Penne With Fusion Pesto

(from saymyname’s recipe box)

Source: Cook's Illustrated

Serves 8 people

Categories: Main Dish, Pasta

Ingredients

  • 1/4 cup pine nuts or 1/4 cup walnuts or 1/4 cup almonds
  • 3 garlic cloves, threaded on a skewer
  • 1 cup packed fresh basil leaf
  • 1/2 cup packed fresh mint leaves
  • 1/2 cup packed fresh cilantro leaves
  • fresh gingerroot, peeled and sliced (1/2-inch long piece)
  • 1/2 teaspoon hot red pepper flakes (to taste)
  • 7 tablespoons extra virgin olive oil
  • salt
  • 1 lb penne (or other short tubular pasta)

Directions

  1. Toast the nuts in a small, heavy skillet over medium heat, stirring frequently, until just golden and fragrant, about 4-5 minutes.

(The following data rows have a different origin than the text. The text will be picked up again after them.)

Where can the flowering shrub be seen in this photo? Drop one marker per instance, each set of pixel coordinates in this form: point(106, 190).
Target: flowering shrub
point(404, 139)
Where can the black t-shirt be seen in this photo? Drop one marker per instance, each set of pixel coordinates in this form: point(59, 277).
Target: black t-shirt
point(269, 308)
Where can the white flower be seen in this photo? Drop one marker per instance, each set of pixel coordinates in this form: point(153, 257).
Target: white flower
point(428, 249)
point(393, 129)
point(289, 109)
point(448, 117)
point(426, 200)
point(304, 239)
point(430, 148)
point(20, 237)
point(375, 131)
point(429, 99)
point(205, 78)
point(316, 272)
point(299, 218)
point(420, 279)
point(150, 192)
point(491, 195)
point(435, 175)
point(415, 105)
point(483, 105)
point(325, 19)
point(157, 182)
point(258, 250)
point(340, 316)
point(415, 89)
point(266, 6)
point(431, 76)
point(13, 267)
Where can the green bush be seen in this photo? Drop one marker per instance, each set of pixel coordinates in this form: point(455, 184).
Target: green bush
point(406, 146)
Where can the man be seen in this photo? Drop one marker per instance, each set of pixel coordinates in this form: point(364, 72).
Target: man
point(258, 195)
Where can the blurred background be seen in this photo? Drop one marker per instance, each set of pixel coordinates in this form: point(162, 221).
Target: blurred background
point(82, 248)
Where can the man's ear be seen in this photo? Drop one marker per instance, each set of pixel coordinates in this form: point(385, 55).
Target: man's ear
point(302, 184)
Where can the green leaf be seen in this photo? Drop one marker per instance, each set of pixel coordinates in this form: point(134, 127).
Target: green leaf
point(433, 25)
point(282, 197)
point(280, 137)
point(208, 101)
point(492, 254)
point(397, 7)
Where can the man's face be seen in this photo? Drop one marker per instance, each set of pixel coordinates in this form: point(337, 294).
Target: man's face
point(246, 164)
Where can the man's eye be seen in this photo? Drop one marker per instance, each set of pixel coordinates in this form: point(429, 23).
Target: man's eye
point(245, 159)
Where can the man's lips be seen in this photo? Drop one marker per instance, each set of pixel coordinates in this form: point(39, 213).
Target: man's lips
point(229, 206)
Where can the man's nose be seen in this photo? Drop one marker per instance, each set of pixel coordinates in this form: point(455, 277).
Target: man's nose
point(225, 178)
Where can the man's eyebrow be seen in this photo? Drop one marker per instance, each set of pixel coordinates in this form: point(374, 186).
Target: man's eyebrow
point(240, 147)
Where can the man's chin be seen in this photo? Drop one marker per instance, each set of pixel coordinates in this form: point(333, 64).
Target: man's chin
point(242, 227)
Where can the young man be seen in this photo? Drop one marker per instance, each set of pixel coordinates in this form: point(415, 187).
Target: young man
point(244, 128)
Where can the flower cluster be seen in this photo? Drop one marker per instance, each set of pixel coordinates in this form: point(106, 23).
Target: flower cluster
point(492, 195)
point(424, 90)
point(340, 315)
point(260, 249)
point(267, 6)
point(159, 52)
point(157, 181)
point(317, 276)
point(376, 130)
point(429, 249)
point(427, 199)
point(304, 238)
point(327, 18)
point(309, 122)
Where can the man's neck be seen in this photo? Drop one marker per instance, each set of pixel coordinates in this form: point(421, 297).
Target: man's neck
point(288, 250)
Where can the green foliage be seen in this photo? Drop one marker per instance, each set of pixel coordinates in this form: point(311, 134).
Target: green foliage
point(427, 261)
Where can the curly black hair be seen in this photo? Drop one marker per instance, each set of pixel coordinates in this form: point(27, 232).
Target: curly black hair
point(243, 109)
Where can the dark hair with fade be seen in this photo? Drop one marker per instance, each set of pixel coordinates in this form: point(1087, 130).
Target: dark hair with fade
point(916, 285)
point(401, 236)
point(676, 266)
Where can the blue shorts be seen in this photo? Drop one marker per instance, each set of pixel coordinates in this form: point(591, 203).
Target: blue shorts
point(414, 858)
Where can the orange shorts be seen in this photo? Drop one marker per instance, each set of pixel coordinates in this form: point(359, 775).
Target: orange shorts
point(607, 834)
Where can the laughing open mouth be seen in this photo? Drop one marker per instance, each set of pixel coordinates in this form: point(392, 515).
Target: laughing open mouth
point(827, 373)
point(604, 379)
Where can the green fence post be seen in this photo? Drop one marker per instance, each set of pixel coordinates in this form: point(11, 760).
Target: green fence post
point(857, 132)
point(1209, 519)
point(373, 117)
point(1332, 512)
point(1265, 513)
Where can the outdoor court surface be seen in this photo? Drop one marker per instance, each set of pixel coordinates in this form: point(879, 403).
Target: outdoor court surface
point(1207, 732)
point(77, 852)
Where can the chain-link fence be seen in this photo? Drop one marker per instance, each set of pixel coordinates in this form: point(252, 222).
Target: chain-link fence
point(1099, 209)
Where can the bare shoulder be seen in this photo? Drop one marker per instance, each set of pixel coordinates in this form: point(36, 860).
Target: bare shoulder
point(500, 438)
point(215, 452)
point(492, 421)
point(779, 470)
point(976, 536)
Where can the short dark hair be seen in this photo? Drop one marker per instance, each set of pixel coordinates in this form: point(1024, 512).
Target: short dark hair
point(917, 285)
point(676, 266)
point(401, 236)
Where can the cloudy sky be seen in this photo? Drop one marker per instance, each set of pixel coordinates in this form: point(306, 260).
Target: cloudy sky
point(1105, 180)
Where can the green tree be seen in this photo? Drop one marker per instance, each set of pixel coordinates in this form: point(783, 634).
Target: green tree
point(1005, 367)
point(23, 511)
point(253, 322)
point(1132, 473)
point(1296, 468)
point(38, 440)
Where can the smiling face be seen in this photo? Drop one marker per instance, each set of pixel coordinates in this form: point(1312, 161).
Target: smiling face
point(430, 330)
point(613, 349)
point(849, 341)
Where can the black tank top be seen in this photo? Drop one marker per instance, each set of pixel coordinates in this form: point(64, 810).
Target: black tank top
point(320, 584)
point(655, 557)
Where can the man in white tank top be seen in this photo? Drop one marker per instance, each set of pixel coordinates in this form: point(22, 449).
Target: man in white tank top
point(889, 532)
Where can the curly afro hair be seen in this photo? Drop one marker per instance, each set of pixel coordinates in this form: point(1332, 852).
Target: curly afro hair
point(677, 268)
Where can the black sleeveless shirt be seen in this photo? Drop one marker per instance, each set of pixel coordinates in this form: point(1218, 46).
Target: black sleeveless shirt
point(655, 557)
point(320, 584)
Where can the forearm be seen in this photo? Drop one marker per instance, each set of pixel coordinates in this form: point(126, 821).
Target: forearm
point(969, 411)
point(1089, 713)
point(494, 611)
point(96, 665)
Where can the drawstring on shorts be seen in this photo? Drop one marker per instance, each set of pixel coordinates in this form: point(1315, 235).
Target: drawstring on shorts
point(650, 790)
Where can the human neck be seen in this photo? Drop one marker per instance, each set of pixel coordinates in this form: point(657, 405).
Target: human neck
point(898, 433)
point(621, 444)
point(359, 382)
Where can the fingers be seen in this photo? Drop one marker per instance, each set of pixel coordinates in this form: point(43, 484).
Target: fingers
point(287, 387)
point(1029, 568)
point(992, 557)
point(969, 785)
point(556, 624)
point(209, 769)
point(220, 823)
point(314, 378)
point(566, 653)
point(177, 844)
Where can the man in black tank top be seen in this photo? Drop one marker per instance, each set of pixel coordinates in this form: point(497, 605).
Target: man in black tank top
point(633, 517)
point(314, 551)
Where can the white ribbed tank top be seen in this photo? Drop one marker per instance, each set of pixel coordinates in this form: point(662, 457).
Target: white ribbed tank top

  2. Meanwhile, bring 4 quarts of water to a boil in a big pot; lower the skewered garlic into the water, boil for 45 seconds.

  3. Immediately run the garlic under cold water, remove from the skewer; peel and mince.

  4. Add the basil, mint, cilantro, to a large heavy-duty zip-lock bag; pound with the flat side of a meat pounder until all the leaves are bruised.

  5. Place the nuts, garlic, herbs, ginger, red pepper flakes, oil, and 1/2 teaspoon salt in the work bowl of a food processor; process until smooth, stopping as necessary to scrape down the sides of the bowl.

  6. Transfer the mixture to a small bowl and adjust the salt.

  7. Add 1 tablespoon salt and the pasta to the boiling water; cook until al dente.

  8. Reserve 1/2 cup of the cooking water; drain the pasta and transfer it back to the cooking pot.

  9. Mix in 1/4 cup of the reserved cooking water and the pesto; use the additional 1/4 cup cooking water as needed to moisten the sauce.

  10. Place in a warmed serving dish and serve immediately.